With a big-name cast and script based on the book by comedian Greg Berhrendt and Liz Tuccillo, trailers promised instant laughter and competent acting. The laughter was evident, but not as evident as expected.
The actors live up to their expectations and portrayed their roles adequately. One downfall, not so much of the actors but of the script, was the inaccurate, sometimes demeaning portrayal of women. They were shown as needy and male-obsessed, with lines and scenes dwelling a little too long on the drama of a relationship.

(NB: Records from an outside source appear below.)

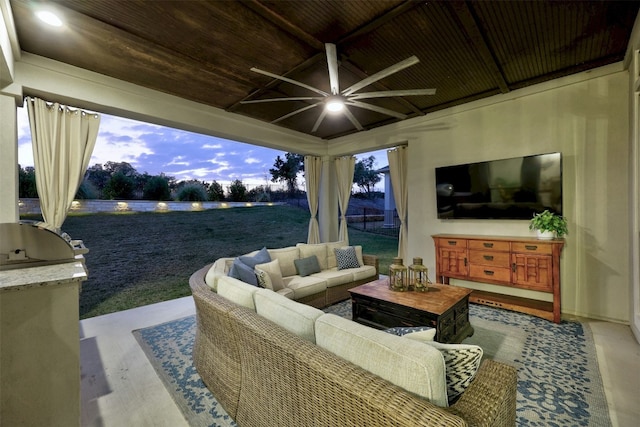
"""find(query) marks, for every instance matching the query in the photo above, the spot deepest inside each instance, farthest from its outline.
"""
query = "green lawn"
(143, 258)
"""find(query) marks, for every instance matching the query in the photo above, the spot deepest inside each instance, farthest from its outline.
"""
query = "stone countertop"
(48, 275)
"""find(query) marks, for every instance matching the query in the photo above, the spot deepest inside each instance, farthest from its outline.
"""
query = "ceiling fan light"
(335, 105)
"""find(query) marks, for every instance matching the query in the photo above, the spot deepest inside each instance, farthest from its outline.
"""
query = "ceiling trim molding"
(85, 89)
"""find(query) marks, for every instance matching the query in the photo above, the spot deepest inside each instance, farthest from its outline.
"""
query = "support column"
(9, 158)
(328, 203)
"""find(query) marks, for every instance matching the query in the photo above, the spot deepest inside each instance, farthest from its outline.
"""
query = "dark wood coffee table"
(443, 307)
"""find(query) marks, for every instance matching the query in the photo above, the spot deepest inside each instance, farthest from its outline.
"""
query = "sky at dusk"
(184, 155)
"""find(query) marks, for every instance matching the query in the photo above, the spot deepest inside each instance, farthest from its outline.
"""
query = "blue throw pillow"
(307, 266)
(346, 258)
(242, 271)
(259, 258)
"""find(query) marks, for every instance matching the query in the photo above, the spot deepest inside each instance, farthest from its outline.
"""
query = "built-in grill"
(29, 244)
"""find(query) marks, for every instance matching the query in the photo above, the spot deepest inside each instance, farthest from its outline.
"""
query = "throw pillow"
(275, 275)
(264, 281)
(346, 258)
(307, 266)
(260, 257)
(462, 362)
(243, 272)
(358, 249)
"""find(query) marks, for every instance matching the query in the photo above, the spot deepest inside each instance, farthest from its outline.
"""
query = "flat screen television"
(513, 188)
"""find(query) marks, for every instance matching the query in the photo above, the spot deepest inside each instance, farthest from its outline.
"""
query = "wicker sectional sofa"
(271, 361)
(319, 289)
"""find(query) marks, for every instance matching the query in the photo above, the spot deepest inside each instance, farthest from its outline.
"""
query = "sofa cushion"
(317, 249)
(295, 317)
(462, 362)
(272, 268)
(242, 271)
(305, 286)
(335, 277)
(307, 266)
(414, 366)
(286, 256)
(236, 291)
(259, 257)
(331, 255)
(346, 258)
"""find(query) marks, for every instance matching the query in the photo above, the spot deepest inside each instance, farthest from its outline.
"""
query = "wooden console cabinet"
(517, 262)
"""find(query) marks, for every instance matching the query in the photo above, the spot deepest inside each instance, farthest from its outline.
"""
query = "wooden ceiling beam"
(285, 25)
(348, 65)
(469, 24)
(380, 20)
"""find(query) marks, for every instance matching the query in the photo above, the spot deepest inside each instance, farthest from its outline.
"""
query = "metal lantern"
(398, 280)
(418, 276)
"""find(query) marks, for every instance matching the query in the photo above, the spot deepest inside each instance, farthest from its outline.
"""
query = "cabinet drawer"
(490, 274)
(493, 245)
(533, 247)
(497, 259)
(452, 243)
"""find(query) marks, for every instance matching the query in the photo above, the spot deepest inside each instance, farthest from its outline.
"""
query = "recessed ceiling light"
(335, 104)
(49, 18)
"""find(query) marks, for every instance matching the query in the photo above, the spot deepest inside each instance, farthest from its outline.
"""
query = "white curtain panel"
(312, 173)
(398, 172)
(345, 167)
(63, 140)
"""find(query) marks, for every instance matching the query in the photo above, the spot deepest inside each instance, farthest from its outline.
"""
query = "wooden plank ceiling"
(204, 50)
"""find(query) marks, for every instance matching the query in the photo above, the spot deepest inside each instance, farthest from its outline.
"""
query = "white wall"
(587, 122)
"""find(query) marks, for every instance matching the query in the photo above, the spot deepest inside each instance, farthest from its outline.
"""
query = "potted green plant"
(551, 224)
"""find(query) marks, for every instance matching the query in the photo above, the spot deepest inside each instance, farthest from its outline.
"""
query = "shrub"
(237, 191)
(216, 192)
(192, 193)
(156, 188)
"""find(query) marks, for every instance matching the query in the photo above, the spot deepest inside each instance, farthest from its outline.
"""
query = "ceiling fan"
(339, 101)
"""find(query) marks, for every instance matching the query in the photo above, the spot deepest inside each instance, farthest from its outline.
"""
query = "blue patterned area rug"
(559, 381)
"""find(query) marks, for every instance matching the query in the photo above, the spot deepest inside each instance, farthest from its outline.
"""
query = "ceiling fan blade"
(320, 119)
(293, 113)
(300, 98)
(388, 93)
(285, 79)
(332, 63)
(376, 109)
(352, 119)
(381, 74)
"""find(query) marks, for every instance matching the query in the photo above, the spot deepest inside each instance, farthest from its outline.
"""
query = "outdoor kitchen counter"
(48, 275)
(40, 345)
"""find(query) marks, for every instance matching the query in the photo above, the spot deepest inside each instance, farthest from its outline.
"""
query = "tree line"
(121, 181)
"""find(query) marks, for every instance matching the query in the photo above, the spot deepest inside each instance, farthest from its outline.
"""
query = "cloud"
(183, 155)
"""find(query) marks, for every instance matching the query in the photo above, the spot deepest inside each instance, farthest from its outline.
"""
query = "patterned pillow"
(264, 281)
(275, 275)
(307, 266)
(241, 271)
(346, 258)
(462, 362)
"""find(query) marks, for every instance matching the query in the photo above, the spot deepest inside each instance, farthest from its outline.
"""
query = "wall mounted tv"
(513, 188)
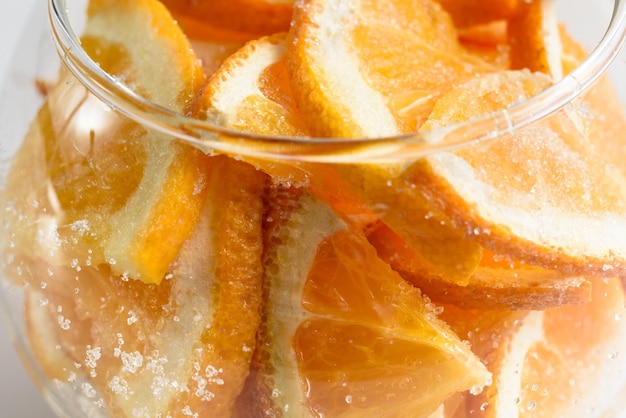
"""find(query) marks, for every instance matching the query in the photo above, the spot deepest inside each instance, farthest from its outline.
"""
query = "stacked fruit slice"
(172, 282)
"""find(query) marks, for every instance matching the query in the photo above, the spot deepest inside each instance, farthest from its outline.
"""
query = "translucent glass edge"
(210, 137)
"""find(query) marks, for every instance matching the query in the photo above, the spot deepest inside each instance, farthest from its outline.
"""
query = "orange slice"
(497, 283)
(526, 194)
(249, 93)
(184, 345)
(534, 38)
(343, 335)
(560, 362)
(261, 17)
(466, 13)
(114, 191)
(354, 74)
(345, 87)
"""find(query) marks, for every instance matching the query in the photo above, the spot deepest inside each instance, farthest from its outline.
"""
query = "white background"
(18, 396)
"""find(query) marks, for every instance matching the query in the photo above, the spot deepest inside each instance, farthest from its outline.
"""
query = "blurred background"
(18, 395)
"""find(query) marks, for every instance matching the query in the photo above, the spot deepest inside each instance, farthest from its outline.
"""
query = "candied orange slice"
(184, 345)
(497, 283)
(116, 192)
(355, 74)
(534, 38)
(249, 93)
(466, 13)
(261, 17)
(343, 335)
(526, 194)
(558, 362)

Gigi (Ginnifer Goodwin) was the main character in the story line, following her initial relationship downfall as it spirals into other connections. When Gigi is set up with Conor by a co-worker, she plays the desperate, needy woman who believes the date went spectacularly.
The script focuses a little too much on the desperation and abandonment Gigi feels when Conor, despite his promise, doesn’t call her again. Gigi, instead of waiting, finds a bar he told her he frequents and asks the bartender about Conor.
A friendship ensues between Gigi and the bartender, creating a male outlet and dictionary for relationship questions.
Coinciding with Gigi’s woes, her co-workers express their relationship angst as well. Beth (Jennifer Aniston) is faced with her boyfriend’s constant avoidance of marriage. After a seven-year relationship, all Beth wants is to get married but Neil (Ben Affleck) refuses.
Of course, through all the drama of breaking up and family troubles, Beth and Neil were not destined to be separated. This version of a relationship gives hope that not every relationship ends in trouble.
Meanwhile, Janine’s (Jennifer Connelly) husband Ben (Bradley Cooper) admits to cheating, but she agrees to try to work it out which ends in failure, emphasizing that not every relationship is salvageable.
Focusing on the serious, Connelly and Cooper are the outlets for emotion and tragedy in a relationship.
The side stories expand, incorporating all of the characters that have been touched upon, each one interacting with each other and with men in intricate, well-developed ways.
Following every stereotype known for relationships, “He’s Just Not That Into You” comically focuses on the sometimes desperate tries of women and an underlying belief that men can be harsh.